Using the first frame as a reference we can plot the average XYZ position for each frame.

 

 As observed earlier, there is a significant displacement between Frame 0 and Frame 1, particularly along the X-axis. For this analysis, we will exclude the first two frames and focus on the variables of interest: (i) Traveled distance, (ii) Speed, and (iii) Acceleration.

 Repositioning Dispersion: Impact of Traveled Distance

Results

Plot the 2D displacement versus the frame number for each condition of traveled distance.


The data looks good now with the two first frames ignored. Now, we can calculate the average of the standard deviation of the 2D displacement and plot these values against the traveled distance..


 We observe a power-law relationship, described by the equation: Repositioning Dispersion = 12.76 x Traveled Distance^0.2573

Traveled Distance (um)Repositioning Dispersion (nm)
05
112
1027
10031
1000107
10000121
30000175

Conclusion

In conclusion we observe that the traveled distance significantly (one-way ANOVA) affects the repositioning dispersion. However, this dispersion is much lower than the lateral resolution of the system (705nm).

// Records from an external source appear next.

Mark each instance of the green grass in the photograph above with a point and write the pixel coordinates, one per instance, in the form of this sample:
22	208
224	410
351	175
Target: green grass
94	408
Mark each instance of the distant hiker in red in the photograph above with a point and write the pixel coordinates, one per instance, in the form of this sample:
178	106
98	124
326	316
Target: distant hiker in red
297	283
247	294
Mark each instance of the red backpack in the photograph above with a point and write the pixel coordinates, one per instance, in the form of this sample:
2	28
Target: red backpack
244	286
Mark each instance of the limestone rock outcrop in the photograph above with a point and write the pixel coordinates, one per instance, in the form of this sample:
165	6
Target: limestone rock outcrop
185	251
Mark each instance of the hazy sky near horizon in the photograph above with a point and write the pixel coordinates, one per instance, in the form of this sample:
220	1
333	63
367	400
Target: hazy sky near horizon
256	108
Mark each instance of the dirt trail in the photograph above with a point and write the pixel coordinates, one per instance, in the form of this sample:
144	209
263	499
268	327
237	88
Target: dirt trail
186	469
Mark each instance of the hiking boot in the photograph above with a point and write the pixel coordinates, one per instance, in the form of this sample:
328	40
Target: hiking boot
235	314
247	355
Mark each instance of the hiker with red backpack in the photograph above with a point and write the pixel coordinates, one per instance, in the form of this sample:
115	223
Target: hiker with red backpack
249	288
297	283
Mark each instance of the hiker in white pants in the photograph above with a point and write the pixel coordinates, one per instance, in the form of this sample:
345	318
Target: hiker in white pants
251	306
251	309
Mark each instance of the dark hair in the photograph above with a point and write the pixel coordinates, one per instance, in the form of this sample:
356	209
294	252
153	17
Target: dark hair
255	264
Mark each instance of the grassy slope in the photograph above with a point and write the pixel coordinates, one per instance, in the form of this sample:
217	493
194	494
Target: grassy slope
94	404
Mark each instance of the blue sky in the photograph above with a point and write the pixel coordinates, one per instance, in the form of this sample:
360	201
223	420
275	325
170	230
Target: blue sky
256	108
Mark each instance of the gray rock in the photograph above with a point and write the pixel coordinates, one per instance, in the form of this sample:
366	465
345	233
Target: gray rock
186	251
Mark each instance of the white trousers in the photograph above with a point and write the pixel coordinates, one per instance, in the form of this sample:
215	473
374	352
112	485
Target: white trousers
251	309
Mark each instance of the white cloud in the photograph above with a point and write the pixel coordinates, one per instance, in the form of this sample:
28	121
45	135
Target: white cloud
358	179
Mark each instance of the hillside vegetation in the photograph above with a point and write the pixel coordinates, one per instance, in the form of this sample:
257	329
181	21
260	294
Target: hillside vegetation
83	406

Repositioning Dispersion: Impact of Speed and Acceleration

Results

Plot the average XYZ relative position against the frame for all conditions.

Generate a plot of the 2D displacement as a function of frame number for each combination of Speed and Acceleration conditions. This visualization will help assess the relationship between displacement and time across the different experimental settings.


As noted earlier, there is a significant displacement between Frame 0 and Frame 1, particularly along the X-axis (600 nm) and, to a lesser extent, the Y-axis (280 nm). To refine our analysis, we will exclude the first two frames and focus on the key variables of interest: (i) Speed and (ii) Acceleration. To better understand the system's behavior, we will visualize the average standard deviation of the 2D displacement for each combination of Speed and Acceleration conditions.

Our observations indicate that both Acceleration and Speed contribute to an increase in 2D repositioning dispersion. However, a two-way ANOVA reveals that only Speed has a statistically significant effect on 2D repositioning dispersion. Post-hoc analysis further demonstrates that the dispersion for the Speed-Fast, Acc-High condition is significantly greater than that of the Speed-Low, Acc-Low condition.


2D Repositioning Dispersion (nm)
Speed-Slow Acc-Low32
Speed-Slow Acc-High49
Speed-Fast Acc-Low54
Speed-Fast Acc-High78

Conclusion

In conclusion we observe that Speed but not the stage acceleration increase 2D Repositioning Dispersion.

What about the initial shift ?

Right, I almost forgot about that. See below.

Results

Ploting the 3D displacement for each tested conditions from the preivous data.

We observe a single floating point that corresponds to the displacement between Frame 0 and Frame 1. This leads me to hypothesize that the discrepancy may be related to the stage's dual motors, each controlling a separate axis (X and Y). Each motor operates in two directions (Positive and Negative). Since the shift occurs only at the first frame, this likely relates to how the experiment is initiated.

To explore this further, I decided to test whether these variables significantly impact the repositioning. We followed the XYZ repositioning dispersion protocol, testing the following parameters:

  • Distance: 1000 µm
  • Speed: 100%
  • Acceleration: 100%
  • Axis: X, Y, XY
  • Starting Point: Centered (on target), Positive (shifted positively from the reference position), Negative (shifted negatively from the reference position) 
  • For each condition, three datasets were acquired.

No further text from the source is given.